Standard Benchmarks (Matched Backbone: GPT-4o-mini)
Across six benchmarks spanning QA (HotpotQA, DROP), code generation (HumanEval, MBPP) and math reasoning (GSM8K, MATH), AgentCo-Op achieves the best result on 4 / 6 benchmarks and the best average score under matched-backbone conditions — without any workflow search or training stage. AFlow* denotes results reported in the original AFlow paper (mixed backbones); AFlow (GPT-4o-mini) is our matched-backbone rerun.
| Method | Benchmarks | Avg. | |||||
|---|---|---|---|---|---|---|---|
| HotpotQA | DROP | HumanEval | MBPP | GSM8K | MATH | ||
| IO (GPT-4o-mini) | 68.1 | 68.3 | 87.0 | 71.8 | 92.7 | 48.6 | 72.8 |
| CoT | 67.9 | 78.5 | 88.6 | 71.8 | 92.4 | 48.8 | 74.7 |
| CoT-SC (5-shot) | 68.9 | 78.8 | 91.6 | 73.6 | 92.7 | 50.4 | 76.0 |
| MedPrompt | 68.3 | 78.0 | 91.6 | 73.6 | 90.0 | 50.0 | 75.3 |
| MultiPersona | 69.2 | 74.4 | 89.3 | 73.6 | 92.8 | 50.8 | 75.0 |
| Self-Refine | 60.8 | 70.2 | 87.8 | 69.8 | 89.6 | 46.1 | 70.7 |
| ADAS | 64.5 | 76.6 | 82.4 | 53.4 | 90.8 | 35.4 | 67.2 |
| AFlow* | 73.5 | 80.6 | 94.7 | 83.4 | 93.5 | 56.2 | 80.3 |
| LLM-Debate | 71.8 | 81.4 | 91.4 | 70.7 | 92.4 | 50.0 | 76.3 |
| ReConcile | 73.8 | 82.1 | 89.3 | 70.3 | 93.7 | 44.1 | 75.6 |
| AFlow (GPT-4o-mini) | 71.4 | 68.9 | 89.3 | 78.2 | 86.8 | 53.1 | 74.3 |
| AgentCo-Op (GPT-4o-mini) | 76.5 | 77.2 | 90.2 | 87.1 | 94.4 | 58.2 | 80.6 |
Table 3. Performance across six benchmarks using GPT-4o-mini as the backbone. Bold indicates the best score.
Cost Analysis
AgentCo-Op is substantially more efficient than discussion-based multi-agent baselines. It separates one-time workflow synthesis from bounded instance-level repair, avoiding both the training-time search cost of AFlow and the per-instance round-trip cost of LLM-Debate / ReConcile.
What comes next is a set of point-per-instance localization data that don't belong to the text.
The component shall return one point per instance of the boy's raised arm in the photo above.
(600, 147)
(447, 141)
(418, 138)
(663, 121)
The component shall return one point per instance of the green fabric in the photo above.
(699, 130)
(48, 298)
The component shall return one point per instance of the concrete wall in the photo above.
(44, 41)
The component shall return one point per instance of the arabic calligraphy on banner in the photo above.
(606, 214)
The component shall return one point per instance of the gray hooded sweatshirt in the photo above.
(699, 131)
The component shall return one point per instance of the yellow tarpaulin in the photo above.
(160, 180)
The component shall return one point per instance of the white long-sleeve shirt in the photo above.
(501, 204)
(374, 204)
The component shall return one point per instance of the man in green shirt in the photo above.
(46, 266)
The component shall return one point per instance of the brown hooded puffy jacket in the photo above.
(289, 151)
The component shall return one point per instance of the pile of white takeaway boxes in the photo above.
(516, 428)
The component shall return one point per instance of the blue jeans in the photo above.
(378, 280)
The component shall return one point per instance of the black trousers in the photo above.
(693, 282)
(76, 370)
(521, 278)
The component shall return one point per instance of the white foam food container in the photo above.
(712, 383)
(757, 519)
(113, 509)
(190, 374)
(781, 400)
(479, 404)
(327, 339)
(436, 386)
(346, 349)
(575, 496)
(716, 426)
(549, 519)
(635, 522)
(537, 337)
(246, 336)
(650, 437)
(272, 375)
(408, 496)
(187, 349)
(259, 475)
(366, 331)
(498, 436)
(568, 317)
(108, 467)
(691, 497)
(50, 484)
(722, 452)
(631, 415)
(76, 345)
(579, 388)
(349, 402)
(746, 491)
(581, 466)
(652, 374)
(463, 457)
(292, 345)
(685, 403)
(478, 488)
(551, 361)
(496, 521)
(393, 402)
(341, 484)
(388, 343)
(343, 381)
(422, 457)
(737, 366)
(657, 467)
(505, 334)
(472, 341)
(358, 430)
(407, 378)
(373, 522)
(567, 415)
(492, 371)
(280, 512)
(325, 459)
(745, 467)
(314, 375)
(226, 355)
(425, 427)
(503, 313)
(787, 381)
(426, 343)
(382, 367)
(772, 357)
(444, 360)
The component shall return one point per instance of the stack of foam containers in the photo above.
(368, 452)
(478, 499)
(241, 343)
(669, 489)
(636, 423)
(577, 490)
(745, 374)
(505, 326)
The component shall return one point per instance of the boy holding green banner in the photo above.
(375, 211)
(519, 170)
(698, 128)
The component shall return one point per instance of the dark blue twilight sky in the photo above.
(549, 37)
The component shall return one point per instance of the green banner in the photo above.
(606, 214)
Test-time cost is lower than ReConcile on all six benchmarks and lower than LLM-Debate on five of six.
| Dataset | Method | Score | Train Cost | Test Cost | Total |
|---|---|---|---|---|---|
| HotpotQA | LLM-Debate | 71.8 | — | $1.5200 | $1.5200 |
| ReConcile | 73.8 | — | $3.7600 | $3.7600 | |
| AFlow | 20.0 | $4.6104 | $1.3398 | $5.9502 | |
| AgentCo-Op | 76.5 | — | $0.4284 | $0.4284 | |
| DROP | LLM-Debate | 81.4 | — | $0.7200 | $0.7200 |
| ReConcile | 82.1 | — | $1.6800 | $1.6800 | |
| AFlow | 68.9 | $1.6798 | $0.3235 | $2.0033 | |
| AgentCo-Op | 77.2 | — | $0.3853 | $0.3853 | |
| HumanEval | LLM-Debate | 91.4 | — | $0.1572 | $0.1572 |
| ReConcile | 89.3 | — | $0.4061 | $0.4061 | |
| AFlow | 89.3 | $0.2258 | $0.0371 | $0.2629 | |
| AgentCo-Op | 90.2 | — | $0.1062 | $0.1062 | |
| MBPP | LLM-Debate | 70.7 | — | $0.1705 | $0.1705 |
| ReConcile | 70.3 | — | $0.7502 | $0.7502 | |
| AFlow | 72.4 | $0.3475 | $0.1152 | $0.4627 | |
| AgentCo-Op | 87.1 | — | $0.1791 | $0.1791 | |
| GSM8K | LLM-Debate | 92.4 | — | $1.6880 | $1.6880 |
| ReConcile | 93.7 | — | $1.8990 | $1.8990 | |
| AFlow | 86.8 | $0.0469 | $0.2000 | $0.2469 | |
| AgentCo-Op | 94.4 | — | $0.2537 | $0.2537 | |
| MATH | LLM-Debate | 50.0 | — | $1.7982 | $1.7982 |
| ReConcile | 44.1 | — | $1.6038 | $1.6038 | |
| AFlow | 53.1 | $0.0781 | $0.2691 | $0.3472 | |
| AgentCo-Op | 58.2 | — | $0.3670 | $0.3670 |
Table 4. Per-dataset performance and aggregate cost. A dash in Train Cost indicates that the method requires no workflow search or training stage. Bold = best score per dataset.